The business behind the proton beam

While patients and providers alike await randomized trial data to fully understand the potential benefits of proton beam therapy for prostate cancer, the higher cost of proton beam technology relative to other available treatments has many policy makers paying close attention. Due to the lack of strong clinical evidence supporting the role of proton radiation therapy in the treatment of prostate cancer, some private insurers have decided to not cover proton therapy for prostate cancer [86,87,88]. This decision is at odds with the American Society for Radiation Oncology (ASTRO) model policy for proton beam therapy, which recommends coverage for patients with nonmetastatic prostate cancer enrolled in either an Institutional Research Board-approved study or a multi-institutional registry [89]. Despite this recommendation, there remains a discrepancy among private payers and how they address their minimum standards for insurance coverage of patients in clinical trials. This can lead to a barrier for patients to access clinical trials, as well as stall clinical trial accrual and affect timely completion of studies. Some states have implemented policy to prevent health benefit plans from holding proton beam therapy to a higher standard of clinical evidence than IMRT [90]. Policy initiatives, such as a move towards reference pricing, a model whereby proton therapy costs are set to be equivalent to competing treatment modalities with similar outcomes, are attractive as this could reduce barriers to build the clinical evidence needed to understand the benefits (if any) of proton therapy [91, 92]. All of this only underlines the need for clinical trials to better improve the cost-effectiveness judgements being made by insurers, providers, and patients in the search for better and more efficient prostate cancer care.

Future directions

Proton therapy likely has a place in modern radiotherapy for prostate cancer. Based on the evidence that is available, there are potentially tangible benefits to treating the prostate with protons, with lower integral body dose, which may in turn lead to decreased incidence of secondary malignancies (though given their rarity this will be difficult to prove), and possible decreased impact on long-term erectile function.
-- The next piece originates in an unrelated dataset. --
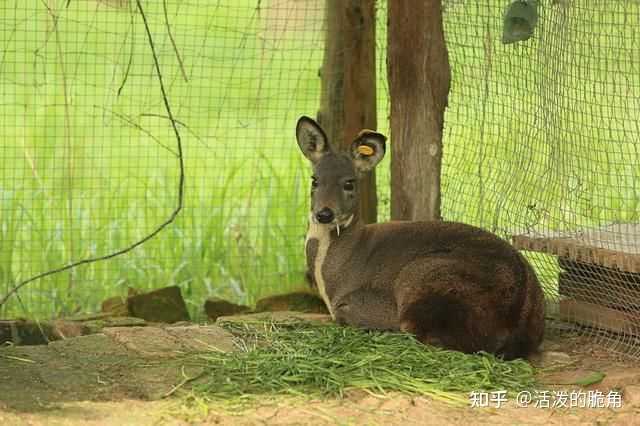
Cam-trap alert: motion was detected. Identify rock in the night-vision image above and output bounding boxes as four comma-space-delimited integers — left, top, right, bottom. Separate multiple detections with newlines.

Some studies hint at potential early benefits for GI/GU toxicity outcomes that may not be sustained in the long term, and possible increase in late GI toxicity. Ultimately, the results of the randomized comparisons are necessary to robustly and fully inform the toxicity/QoL outcomes—these data are coming in the not too distant future.

In the meantime, optimization of proton therapy is ongoing to make it as efficient as possible, with decreased operational costs [91], introduction of different payment models, and further understanding of which patients to treat. These strategies combined are all in an effort to make proton beam technology a more cost-effective therapy in the time of value-based cancer care.

Looking to the future, as the field moves further into the era of precision oncology, it will be important to explore whether there are subgroups of prostate patients who particularly benefit from proton beam treatment, based on genomic and/or molecular profiles, in terms of either cancer control or reduction in toxicities. The translational applications from the randomized comparisons provide stimulating opportunities for discovery of prostate patient populations that are better treated with protons.

In summary, the role for proton beam therapy for prostate cancer patients will be realized as the ongoing trials report their findings. In the interim, we must continue efforts to make proton beam therapy more accessible, cost-effective, and efficient along with advances in cancer biology and radiation techniques to ultimately translate to improved treatment decisions and outcomes for prostate cancer patients.